Throughout his career Miles Kane has always found it difficult to shake off associations with Alex Turner. The Scouse-songwriter and Arctic Monkeys frontman are often intertwined with both their releases, career decisions and even location after moving five minutes from each other in LA a few years ago.

However, while Turner’s band have made a point to turn left-field in their sonic explorations in recent years, leaving many a fan dismayed at the musical direction in the process, Kane has instead made a return to his indie rock routes for recent LP ‘One Man Band’. The singer-guitarist having made a conscious effort to not include any piano or brass in this album, turning back to his faithful six-string friend to compose many of the songs, whist also flying in indie rock royalty from the likes of Blossoms, Razorlight, Circa Waves and The Coral to help him write it.

This was evident in Camden on Friday night, as the rowdy weekend capital crowd witnessed a back catalogue from the Birkenhead native that didn’t feature any songs from his previous Northern Soul/Motown-infused record ‘Change the show’, instead choosing to perform tracks from his other four releases.

“London, good evening!” Kane howls, his voice is barely noticeable over the cacophony of guitar and feedback coming through the speakers. One could argue leaving out the melodic pop hooks from the aforementioned album has its drawbacks, but Kane is a savvy operator and knows the affection the fans have for his more guitar-driven punk numbers such as ‘Inhaler’ and ‘Rearrange’, with arms-aloft and singalongs continuing throughout from a crowd with a massively varied age range; it’s a testament to the scouser that it was quite possibly one of the most assorted in terms of age ranges I’ve ever seen at a show before.

His solid high-octane performance endured during the entire 90 minutes with the energy rarely dimming other than the acoustic sections of the evening, which one could argue are a necessity for acts like Kane to allow the sweat-soaked crowd to gather their calm (and some of their belongings in this case).

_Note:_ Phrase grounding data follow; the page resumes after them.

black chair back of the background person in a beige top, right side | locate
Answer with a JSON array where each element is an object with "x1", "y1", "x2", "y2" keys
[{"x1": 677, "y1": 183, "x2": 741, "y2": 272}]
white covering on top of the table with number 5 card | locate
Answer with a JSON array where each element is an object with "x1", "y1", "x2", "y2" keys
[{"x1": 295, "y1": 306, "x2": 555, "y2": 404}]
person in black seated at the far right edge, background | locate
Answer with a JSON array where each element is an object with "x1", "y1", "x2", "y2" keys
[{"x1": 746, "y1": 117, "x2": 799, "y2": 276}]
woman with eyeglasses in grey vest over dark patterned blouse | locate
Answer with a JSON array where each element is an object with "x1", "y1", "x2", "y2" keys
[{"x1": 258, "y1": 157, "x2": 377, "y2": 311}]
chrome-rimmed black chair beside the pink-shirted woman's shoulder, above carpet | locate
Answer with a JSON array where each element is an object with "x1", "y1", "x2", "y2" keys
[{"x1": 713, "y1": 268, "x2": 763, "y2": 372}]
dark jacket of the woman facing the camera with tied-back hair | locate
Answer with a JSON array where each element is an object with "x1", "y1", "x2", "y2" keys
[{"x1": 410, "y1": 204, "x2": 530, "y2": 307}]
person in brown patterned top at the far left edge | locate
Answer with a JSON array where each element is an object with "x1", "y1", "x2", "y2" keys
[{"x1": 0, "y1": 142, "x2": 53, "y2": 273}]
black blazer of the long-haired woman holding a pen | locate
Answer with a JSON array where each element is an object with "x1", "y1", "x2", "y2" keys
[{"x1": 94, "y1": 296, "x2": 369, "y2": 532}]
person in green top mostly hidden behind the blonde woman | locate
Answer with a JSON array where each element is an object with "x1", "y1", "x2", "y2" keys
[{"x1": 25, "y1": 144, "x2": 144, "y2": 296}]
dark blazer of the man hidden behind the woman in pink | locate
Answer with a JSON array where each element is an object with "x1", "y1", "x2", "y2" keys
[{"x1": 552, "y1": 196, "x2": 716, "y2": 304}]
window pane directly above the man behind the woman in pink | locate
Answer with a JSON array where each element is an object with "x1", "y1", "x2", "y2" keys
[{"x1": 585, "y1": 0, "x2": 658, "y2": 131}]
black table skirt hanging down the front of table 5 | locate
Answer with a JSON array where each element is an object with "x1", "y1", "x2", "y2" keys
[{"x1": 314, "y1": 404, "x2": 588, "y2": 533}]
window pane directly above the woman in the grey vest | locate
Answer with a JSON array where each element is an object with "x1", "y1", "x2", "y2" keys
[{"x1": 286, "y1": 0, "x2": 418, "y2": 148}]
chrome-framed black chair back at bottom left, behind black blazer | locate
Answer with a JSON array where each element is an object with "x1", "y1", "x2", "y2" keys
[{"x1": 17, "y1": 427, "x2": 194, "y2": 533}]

The undoubted highlight of the set came in the penultimate performance of ‘Come closer’, with the four-piece band spontaneous managing to elongate the banger at the crowd’s delight before he got them repeating the ‘la la la’ in unison for set closer ‘Don’t forget who you are’, as the Camden audience disappeared into the North London night still reciting it.

Miles Kane has become a master of his craft, a true showman who has managed to outlast several of his contemporaries and gained a cult following in the process.